NFECom a massificação da internet e a expansão do comércio eletrônico, empreendedores precisaram adaptar suas rotinas corporativas aos inúmeros tipos de documentos exigidos, como é o caso das NF-e e NFC-e — respectivamente, Nota Fiscal Eletrônica e Nota Fiscal de Consumidor Eletrônica —, documentos fiscais relativos a transações realizadas em meio eletrônico.

Desde então, as organizações vêm estruturando os processos internos para cumprir obrigações relativas à emissão dos documentos fiscais. Tal fato se deve principalmente à implementação do SPED (Sistema Público de Escrituração Digital), que integra uma série de obrigações fiscais em formato eletrônico.
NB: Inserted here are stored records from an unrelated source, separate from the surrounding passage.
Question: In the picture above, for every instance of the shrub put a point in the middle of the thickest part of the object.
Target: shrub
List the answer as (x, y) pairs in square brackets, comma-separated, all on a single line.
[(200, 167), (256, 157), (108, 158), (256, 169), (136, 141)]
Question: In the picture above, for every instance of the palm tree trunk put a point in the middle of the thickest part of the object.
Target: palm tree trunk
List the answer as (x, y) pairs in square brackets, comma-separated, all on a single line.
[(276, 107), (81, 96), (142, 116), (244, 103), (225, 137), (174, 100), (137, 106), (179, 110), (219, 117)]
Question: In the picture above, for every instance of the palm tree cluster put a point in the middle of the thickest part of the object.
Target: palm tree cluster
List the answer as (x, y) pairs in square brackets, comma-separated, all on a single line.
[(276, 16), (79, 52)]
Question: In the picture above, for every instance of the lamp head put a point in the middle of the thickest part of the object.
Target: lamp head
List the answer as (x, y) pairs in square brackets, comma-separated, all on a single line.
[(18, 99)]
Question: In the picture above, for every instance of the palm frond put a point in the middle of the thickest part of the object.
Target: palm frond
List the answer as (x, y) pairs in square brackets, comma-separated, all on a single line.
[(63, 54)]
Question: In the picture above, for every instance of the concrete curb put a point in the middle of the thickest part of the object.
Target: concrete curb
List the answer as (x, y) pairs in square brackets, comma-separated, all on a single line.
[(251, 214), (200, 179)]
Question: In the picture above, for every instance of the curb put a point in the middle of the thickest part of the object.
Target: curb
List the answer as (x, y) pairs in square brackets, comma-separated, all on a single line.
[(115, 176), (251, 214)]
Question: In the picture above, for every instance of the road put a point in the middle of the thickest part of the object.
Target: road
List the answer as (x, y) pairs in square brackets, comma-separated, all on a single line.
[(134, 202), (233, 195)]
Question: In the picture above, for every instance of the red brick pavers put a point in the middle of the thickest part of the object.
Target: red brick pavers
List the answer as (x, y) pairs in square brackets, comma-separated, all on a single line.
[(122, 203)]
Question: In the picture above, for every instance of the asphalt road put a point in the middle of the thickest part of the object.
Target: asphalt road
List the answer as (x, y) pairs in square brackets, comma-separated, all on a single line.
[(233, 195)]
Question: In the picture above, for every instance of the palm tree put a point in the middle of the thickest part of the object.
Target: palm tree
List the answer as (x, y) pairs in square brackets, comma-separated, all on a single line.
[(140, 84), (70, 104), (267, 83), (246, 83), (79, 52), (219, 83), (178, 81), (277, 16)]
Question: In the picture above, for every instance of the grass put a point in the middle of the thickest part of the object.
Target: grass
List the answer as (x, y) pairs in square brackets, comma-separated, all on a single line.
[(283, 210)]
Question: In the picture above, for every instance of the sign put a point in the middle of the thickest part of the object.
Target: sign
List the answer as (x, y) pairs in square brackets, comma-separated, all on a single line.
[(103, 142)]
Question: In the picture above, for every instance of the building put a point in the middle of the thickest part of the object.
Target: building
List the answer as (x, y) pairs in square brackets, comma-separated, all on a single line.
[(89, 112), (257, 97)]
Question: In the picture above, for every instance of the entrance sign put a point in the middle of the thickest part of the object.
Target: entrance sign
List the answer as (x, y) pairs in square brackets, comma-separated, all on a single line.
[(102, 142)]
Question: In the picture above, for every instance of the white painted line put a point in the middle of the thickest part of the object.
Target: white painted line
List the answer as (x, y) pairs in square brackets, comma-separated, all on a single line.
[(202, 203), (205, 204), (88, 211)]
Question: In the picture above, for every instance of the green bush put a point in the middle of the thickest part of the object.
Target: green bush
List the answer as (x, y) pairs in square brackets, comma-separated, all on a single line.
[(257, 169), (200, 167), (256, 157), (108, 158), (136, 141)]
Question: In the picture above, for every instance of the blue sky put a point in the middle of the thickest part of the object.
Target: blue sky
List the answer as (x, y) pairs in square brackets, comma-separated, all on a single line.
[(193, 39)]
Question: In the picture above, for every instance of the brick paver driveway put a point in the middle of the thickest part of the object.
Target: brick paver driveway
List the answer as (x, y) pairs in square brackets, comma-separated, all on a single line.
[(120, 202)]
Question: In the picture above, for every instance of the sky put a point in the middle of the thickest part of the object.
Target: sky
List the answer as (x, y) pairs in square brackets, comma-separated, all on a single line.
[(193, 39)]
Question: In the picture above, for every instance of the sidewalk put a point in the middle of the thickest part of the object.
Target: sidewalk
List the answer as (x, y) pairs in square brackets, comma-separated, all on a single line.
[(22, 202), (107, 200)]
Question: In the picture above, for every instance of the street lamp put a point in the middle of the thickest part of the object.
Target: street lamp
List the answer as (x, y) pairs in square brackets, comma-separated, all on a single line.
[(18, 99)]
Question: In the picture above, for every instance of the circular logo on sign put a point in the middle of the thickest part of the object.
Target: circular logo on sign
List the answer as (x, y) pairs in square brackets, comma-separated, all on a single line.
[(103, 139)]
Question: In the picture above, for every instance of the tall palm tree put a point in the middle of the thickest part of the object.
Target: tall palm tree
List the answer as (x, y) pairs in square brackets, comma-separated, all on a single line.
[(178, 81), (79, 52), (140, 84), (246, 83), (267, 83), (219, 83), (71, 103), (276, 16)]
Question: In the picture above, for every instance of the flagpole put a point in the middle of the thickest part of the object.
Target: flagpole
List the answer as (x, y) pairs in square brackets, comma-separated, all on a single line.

Mas você sabe quais são as diferenças entre a NF-e e NFC-e? No post de hoje vamos simplificar a vida de todos os usuários que lidam diariamente com a emissão desses documentos fiscais e acabam ficando com uma série de dúvidas sobre as suas funcionalidades e prazos.


Compreendendo a NF-e

A NF-e (Nota Fiscal Eletrônica) é o modelo utilizado exclusivamente nas operações que envolvem a circulação de mercadorias ou a prestação de serviços, como é o caso da NFS-e (Nota Fiscal de Serviços Eletrônica).

Atualmente, a NF-e é obrigatória tanto para transações de compra e venda no comércio eletrônico como em lojas físicas. Para empreendedores, a sua emissão representa um importante instrumento de gestão, uma vez que ficam armazenadas informações sobre fornecedores e clientes.

Vale destacar que, em todas as transações realizadas entre pessoas jurídicas, é obrigatória a emissão da NF-e. Entretanto, ela é facultativa nas operações realizadas entre pessoas jurídicas e pessoas físicas, podendo ser substituída pela NFC-e — da qual falaremos em breve — ou o SAT-CF-e (Sistema Autenticador e Transmissor de Cupons Fiscais Eletrônicos).

Como funciona a NF-e?

Para emitir a NF-e é preciso que a empresa cumpra os seguintes requisitos:

  • Tenha um CNPJ;

  • Adquira um certificado digital por meio da ICP-Brasil;

  • Credencie-se junto à Secretaria da Fazenda.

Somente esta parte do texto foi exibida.